Il cambiamento delle temperature sta anche esponendo donne e ragazze a un maggior rischio di violenza sessuale, sfruttamento sessuale, tratta e violenza domestica, specialmente nelle situazioni d’emergenza dopo i disastri naturali. Così ha concluso il World Disasters Report del 2007, che dimostra, ad esempio, che dopo lo tsunami del 2004 nell’Oceano Indiano, molte donne e ragazze provenienti da Sri Lanka, Aceh e India furono costrette a sposare i “vedovi dello tsunami” a causa del fatto che le loro famiglie non potevano più sostenerle. Quando l’uragano Michael toccò il terreno della Florida nell’Ottobre del 2018, la violenza domestica aumentò tra le famiglie colpite. Come sostiene Meg Baldwin, direttrice del Refuge House attention center for victims of domestic violence, durante l’uragano i loro centri in Florida ricevettero il doppio delle donne rispetto al solito. Malgrado queste statistiche, l’impatto dei disastri naturali sugli indicatori di violenza domestica viene spesso ignorato.
Poichè il cambiamento climatico continua a inasprire la vulnerabilità delle donne e a incrementare il gender gap, è cruciale che il movimento femminista guardi in direzione degli sforzi ambientalisti per salvare il pianeta e l’umanità. La promessa di uguaglianza è sempre più lontana dopo ogni pioggia, siccità o tempesta causate dal cambiamento climatico.
Allo stesso modo, il movimento ambientalista deve sostenere le lotte femministe se esse puntano a garantire l’efficacia di misure per adattarsi e mitigare gli effetti del cambiamento climatico. Il report dell’OMS citato precedentemente suggerisce che l’efficacia dei protocolli per la riduzione e gestione del rischio migliora quando questi includono le donne nel corso delle fasi di ideazione e realizzazione. Ad esempio, negli stati indiani del Maharashtra e del Gujrat, quando le donne furono coinvolte nelle operazioni dei programmi di soccorso a seguito di un terremoto, la loro capacità di focalizzarsi sullo sviluppo delle capacità e sulle soluzioni a lungo termine fu essenziale per l’impatto delle operazioni. La loro partecipazione fu anche cruciale per la diffusione delle misure di soccorso e la raccolta di risorse per aiutare le famiglie colpite. Il supporto e la prospettiva più olistica delle donne fu una chiave nel rafforzamento della resistenza delle comunità. In modo analogo, un report della cinquantaduesima sessione della commissione delle Nazioni Unite sullo Status delle Donne sostiene che, a causa della storica responsabilità che le donne hanno avuto nell’accaparramento delle risorse per le proprie famiglie e comunità, esse posseggono una conoscenza inestimabile dell’ideazione di strategie atte a garantire la sussistenza in nuovi scenari ambientali.

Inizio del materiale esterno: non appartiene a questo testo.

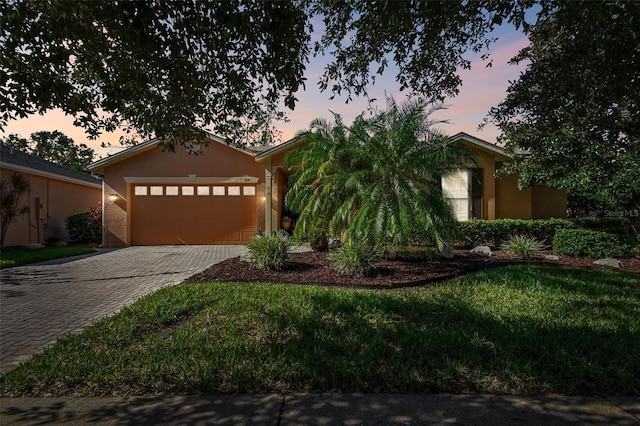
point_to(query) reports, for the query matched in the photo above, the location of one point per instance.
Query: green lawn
(15, 257)
(514, 330)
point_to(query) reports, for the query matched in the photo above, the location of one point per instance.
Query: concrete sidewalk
(322, 409)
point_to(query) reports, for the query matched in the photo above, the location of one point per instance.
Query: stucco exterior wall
(50, 202)
(154, 165)
(548, 202)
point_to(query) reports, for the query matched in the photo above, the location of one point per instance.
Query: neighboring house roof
(19, 161)
(98, 166)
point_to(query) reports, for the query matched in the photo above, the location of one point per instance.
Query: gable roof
(19, 161)
(481, 145)
(98, 166)
(477, 143)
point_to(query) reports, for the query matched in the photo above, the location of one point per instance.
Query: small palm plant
(353, 259)
(269, 251)
(522, 247)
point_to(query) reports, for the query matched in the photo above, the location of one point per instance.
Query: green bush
(495, 232)
(521, 246)
(83, 228)
(353, 259)
(270, 251)
(591, 244)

Nonostante questo, le donne rappresentano solo il 30% dei membri delle istituzioni scientifiche di tutto il mondo, le quali sono una parte essenziale del lavoro sul cambiamento climatico. Inoltre, nella gran parte dei paesi del mondo, le donne non hanno la giusta rappresentanza all’interno degli organi governativi responsabili delle decisioni sul cambiamento climatico. Queste differenze limitano la possibilità che le voci, l’esperienza e il sapere delle donne siano incluse nelle politiche pubbliche, sebbene la loro inclusione sia fondamentale per una politica climatica efficace, olistica e sostenibile. Tra le altre cose, l’ambientalismo ha bisogno del femminismo per quelle lotte che puntano ad aprire, alle donne, spazi per raggiungere posizioni di potere; gli sforzi femministi per sradicare il gender gap sono esattamente ciò di cui abbiamo bisogno per superare, in modo efficace ed equo, le sfide che il cambiamento climatico pone all’umanità.

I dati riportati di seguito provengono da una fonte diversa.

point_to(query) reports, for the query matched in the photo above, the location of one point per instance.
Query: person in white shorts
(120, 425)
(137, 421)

Il movimento #MeToo ha guadagnato molta popolarità negli ultimi anni e ha generato, come mai si era visto, un dibattito più aperto e pubblico a proposito di aggressioni, violenza sessuale e discriminazione di genere. Allo stesso tempo, centinaia di migliaia di persone si sono riunite per marciare per le strade e i giovani hanno organizzato scioperi studenteschi globali per chiedere che i governi adottino immediate misure per rallentare il cambiamento climatico. In questo momento storico, per coloro che si muovono tra i due movimenti, adottare una prospettiva ecofemminista che permetta di coordinare entrambe le battaglie può essere un importante e strategico stimolo per costituire una voce collettiva e più efficace contro un sistema che sta letteralmente distruggendo il pianeta e perpetuando una società iniqua e insostenibile. Coordinarsi insieme, supportarsi l’un l’altro e sfruttare al meglio questi momenti di effervescenza possono tradursi in una schiacciante combinazione per eliminare, o quanto meno destabilizzare definitivamente, le nostre obsolete e dolorose strutture d’oppressione.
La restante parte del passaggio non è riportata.